A new PLN-4, Notice Regarding Eligibility for Lifetime Income Benefits, has been finalized. The revisions were made to ensure that the injured worker and the Division had a complete explanation as to why the insurance carrier is denying LIBs. The revised form adds a checkbox to clearly show that eligibility for LIBs is denied followed by a space for a full and complete statement.
States have been cracking down on the lucrative practice of physician dispensing of prescription drugs, a practice largely limited to workers’ compensation doctors. Some doctors are prescribing novel doses of common drugs for which they can charge more. For example, muscle relaxant cyclobenzaprine is commonly prescribed in 5 and 10 milligram doses. However, physicians are dispensing new 7.5 milligram doses of the medication for which they can charge nearly 5 times as much, despite the lack of any medical evidence that the new dose is any more effective. Another move we are seeing is physicians prescribing complex compounded medications, such as topical creams to treat pain, also despite evidence that these creams are not effective.
Nova Healthcare Management / Nova Medical Centers of Houston, Texas pled guilty to felony worker’s compensation fraud.
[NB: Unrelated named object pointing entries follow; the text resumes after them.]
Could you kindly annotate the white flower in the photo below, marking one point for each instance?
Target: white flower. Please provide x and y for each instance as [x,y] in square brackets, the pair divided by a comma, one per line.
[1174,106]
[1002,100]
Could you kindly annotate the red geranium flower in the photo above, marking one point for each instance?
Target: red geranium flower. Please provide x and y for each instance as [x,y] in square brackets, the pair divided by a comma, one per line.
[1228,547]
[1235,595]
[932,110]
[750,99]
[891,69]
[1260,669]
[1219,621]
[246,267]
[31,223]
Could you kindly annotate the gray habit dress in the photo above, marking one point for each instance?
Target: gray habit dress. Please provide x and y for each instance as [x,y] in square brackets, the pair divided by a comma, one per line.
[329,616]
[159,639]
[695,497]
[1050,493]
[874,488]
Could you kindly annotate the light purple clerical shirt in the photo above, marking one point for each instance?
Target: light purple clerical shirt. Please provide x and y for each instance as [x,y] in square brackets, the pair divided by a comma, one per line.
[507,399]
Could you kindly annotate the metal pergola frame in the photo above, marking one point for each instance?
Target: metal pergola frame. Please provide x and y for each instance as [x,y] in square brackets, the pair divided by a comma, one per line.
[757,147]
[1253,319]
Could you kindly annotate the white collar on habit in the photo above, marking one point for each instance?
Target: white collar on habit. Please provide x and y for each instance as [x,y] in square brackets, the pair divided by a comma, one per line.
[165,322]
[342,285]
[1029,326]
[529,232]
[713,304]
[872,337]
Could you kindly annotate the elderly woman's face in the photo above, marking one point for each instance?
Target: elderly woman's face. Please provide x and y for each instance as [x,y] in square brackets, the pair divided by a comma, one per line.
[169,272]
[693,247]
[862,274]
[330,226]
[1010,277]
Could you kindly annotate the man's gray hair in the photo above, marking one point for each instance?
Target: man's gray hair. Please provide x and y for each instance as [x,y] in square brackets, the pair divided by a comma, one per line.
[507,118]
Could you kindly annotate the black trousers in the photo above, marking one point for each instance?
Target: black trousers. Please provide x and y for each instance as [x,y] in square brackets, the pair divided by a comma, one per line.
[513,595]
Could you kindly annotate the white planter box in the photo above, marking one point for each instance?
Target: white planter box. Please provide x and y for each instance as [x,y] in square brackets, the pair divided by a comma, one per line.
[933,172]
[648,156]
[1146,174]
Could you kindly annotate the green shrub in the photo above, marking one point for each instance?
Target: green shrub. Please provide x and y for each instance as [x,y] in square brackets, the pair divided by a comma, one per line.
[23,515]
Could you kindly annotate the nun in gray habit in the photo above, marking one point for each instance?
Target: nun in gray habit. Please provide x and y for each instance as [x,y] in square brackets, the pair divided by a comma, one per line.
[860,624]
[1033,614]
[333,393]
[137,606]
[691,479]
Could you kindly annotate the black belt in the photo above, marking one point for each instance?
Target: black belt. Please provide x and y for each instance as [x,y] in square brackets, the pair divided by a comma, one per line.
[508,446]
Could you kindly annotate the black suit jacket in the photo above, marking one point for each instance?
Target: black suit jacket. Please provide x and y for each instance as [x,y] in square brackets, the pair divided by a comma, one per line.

An investigation by Texas Mutual revealed that Nova was billing for one-on-one physical therapy but was actually providing less expensive group therapy. Under the plea agreement, Nova has withdrawn from the Texas Star Network, repaid $6.5 million to Texas Mutual, and paid a $5,000 fine.
Dr. Marshall was ordered by DWC not to accept new patients nor participate in the comp system as a health care provider. DWC issued a violation order on the basis that he administered improper, unreasonable or medically unnecessary treatment by treating an injured employee for a diagnosis not supported by the medical record.
. . . was fined $1,000 and ordered to complete medical training because according to DWC he failed to provide acceptable health care to an injured employee by improperly utilizing diagnostic tests not supported by the medical record or evidence- based criteria. This is a familiar scenario.
Dallas Medical Center apparently ignored a refund request filed by a carrier, and ended up on December 2, 2014 with an order to pay a $15,000 fine. It is easy to forget that if a carrier makes a refund request against a provider and the provider fails to appeal the request to the carrier, or appeals a refund request and the carrier denies the appeal, the requested refund must be paid. The provider’s only remedy after paying the refund is to take the refund request to dispute resolution for a final determination by the agency– it cannot refuse to pay without risking the ire of the DWC (and a hefty fine).